Figures from ReidIn/Global Capital Partners state volume of deals on an annualised basis is up 35% on 2016
A new report by ReidIn and Global Capital Partners has said that transaction levels in the Dubai residential property market are already higher for the first 10 months of 2017 than for the whole of last year, driven by greater activity in the off-plan market.
The report published on Sunday states that on an annualised basis, the volume of deals is up by 32 percent on last year and the value of deals has increased by 27 percent, recovering from a 15 percent fall in 2016.
It said that recent pessimism cited by analysts on the Dubai residential market has focused around the increased supply pipeline, with several firms arguing that the growth in off-plan sales has been hitting the secondary market (ie. completed homes), which have witnessed declining rents and prices.

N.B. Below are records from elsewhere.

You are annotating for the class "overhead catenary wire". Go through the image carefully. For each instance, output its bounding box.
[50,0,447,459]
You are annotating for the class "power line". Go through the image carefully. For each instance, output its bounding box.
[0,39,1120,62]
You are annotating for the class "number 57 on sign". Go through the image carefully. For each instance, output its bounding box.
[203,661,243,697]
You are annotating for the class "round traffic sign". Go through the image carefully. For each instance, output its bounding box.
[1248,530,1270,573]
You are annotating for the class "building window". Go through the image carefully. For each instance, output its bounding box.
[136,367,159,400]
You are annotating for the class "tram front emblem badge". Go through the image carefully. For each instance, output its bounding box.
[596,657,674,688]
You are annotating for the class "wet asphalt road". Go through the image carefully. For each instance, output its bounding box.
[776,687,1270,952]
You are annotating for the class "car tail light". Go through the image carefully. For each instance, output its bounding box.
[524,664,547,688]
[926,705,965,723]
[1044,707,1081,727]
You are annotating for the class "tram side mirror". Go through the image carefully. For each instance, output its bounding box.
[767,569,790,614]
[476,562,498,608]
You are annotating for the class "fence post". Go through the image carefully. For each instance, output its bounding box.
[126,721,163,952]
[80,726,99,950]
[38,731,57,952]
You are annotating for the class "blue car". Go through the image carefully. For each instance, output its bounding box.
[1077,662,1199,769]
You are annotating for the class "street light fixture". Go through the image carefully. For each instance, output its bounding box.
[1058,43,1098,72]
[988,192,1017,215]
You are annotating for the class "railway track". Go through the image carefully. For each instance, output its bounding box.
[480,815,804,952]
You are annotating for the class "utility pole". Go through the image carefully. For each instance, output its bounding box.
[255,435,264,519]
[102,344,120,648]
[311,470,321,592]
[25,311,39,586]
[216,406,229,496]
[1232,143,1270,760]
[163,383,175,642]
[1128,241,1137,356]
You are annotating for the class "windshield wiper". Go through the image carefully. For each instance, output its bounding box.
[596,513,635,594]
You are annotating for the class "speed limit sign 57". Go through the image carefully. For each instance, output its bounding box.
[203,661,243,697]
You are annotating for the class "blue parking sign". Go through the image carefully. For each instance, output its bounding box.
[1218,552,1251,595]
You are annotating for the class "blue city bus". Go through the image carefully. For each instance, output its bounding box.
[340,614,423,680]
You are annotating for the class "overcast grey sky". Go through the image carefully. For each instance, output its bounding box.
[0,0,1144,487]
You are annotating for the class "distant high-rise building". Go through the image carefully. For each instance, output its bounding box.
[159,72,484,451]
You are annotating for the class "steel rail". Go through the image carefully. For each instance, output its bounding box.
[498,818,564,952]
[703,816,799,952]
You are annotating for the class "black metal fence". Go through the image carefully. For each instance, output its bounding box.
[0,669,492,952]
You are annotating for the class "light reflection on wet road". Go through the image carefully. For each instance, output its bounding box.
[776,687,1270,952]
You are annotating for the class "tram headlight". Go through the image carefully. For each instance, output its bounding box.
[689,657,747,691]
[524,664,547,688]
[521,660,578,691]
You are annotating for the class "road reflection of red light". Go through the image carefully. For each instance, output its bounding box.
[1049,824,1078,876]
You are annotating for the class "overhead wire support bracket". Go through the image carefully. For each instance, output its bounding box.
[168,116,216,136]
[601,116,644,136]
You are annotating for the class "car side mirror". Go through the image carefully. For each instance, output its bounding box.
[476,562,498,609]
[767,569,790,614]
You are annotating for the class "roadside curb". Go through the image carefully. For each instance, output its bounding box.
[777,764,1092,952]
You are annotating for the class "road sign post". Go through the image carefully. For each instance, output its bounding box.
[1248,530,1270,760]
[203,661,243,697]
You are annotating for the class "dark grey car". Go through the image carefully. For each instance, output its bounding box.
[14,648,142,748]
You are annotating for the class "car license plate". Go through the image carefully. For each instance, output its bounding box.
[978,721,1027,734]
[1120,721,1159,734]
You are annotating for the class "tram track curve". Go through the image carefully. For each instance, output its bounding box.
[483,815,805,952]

The managing director of Global Capital Partners, Sameer Lakhani, told Zawya in a phone interview that since total investment flows into Dubai's residential market were increasing, the fate of the secondary market should not matter as much - especially as it represents a lower volume of investor transactions.
The firm's report states that two years ago, transactions for completed homes and off-plan purchases were each responsible for about 50 percent of the market. However, he said that payment plans and other incentives for buying off-plan meant that these transactions now outweigh those in the secondary market by two-to-one.
"In Dubai, we know that off-plan transactions are the dominant factor. Now, there's a lot of reasons for that. And some of the criticisms that have been levelled (at off-plan selling) are valid.
"If you're going to give people too much of a post-handover payment scheme, that's an issue for concern. When people start giving a return guarantee, that's a source of a problem," Lakhani added.
However, he said that analysts looking at current indices tend to focus too much on the secondary market.
"For the most part, the commentary from the community is that there are all of these off-plans going on, the ready market is going down, it's 'getting hammered'....It's just this constant negative spin in the face of mounting evidence that volume and value are increasing, even if it's not increasing at the same rate – or anywhere close to the same rate - in the secondary market."
He argued that it "kind-of makes sense" for there to be more off-plan sales because Dubai is still rapidly urbanising.
However, Manika Dhama, a senior consultant in Dubai-based Cavendish Maxwell's strategic research department, told Zawya in an emailed statement that there was evidence that "new supply continues to exert pressure on rents, which have been declining at a faster pace than prices over the past 12 months".
White collar jobs
Dhama said that although the city's population has grown - by almost 16 percent in the two years between the last market peak in 2014 and 2016, according to Dubai Statistics Centre - much of this can be attributed to the demand for more blue collar workers, whose employers provide accommodation for them.
The white collar workforce renting apartments and villas also increased by 5 percent over the same period to reach 1.1 million, but the total proportion of white collar workers has dropped to 40 percent of the city's population last year - down from 44 percent in 2014.
"While investor demand for residential properties in Dubai continues to remain strong, as witnessed in transactions levels over the last 18 months, the sluggish growth in the white-collar worker population combined with new supply is impacting rents and contributing to high vacancy levels in some emerging communities," Dhama said.
"Over the next two years, job creation ahead of Expo 2020 is expected to attract additional labour force to the emirate, though it remains to be seen what percentage of that will be white-collar population and hence translate into housing demand."
Cavendish Maxwell said that developers have been phasing out the delivery of projects to respond to the slower market. Earlier this year, the company had said that 35,000 completions were scheduled for this year, but Lynette Abad, head of the firm's Property Monitor database, said that to date only 11,800 had completed, and that it expects just 2,000 more to complete this year.
However, 49,000 new homes - 39,000 apartments and more than 10,000 villas and townhouses - are now due to complete next year - some 16,255 of which are due in the first quarter.
According to Cavendish Maxwell, a further 43,500 are due to complete in 2019 and 25,000 in 2020 - bringing the total due within the next three years to 117,500.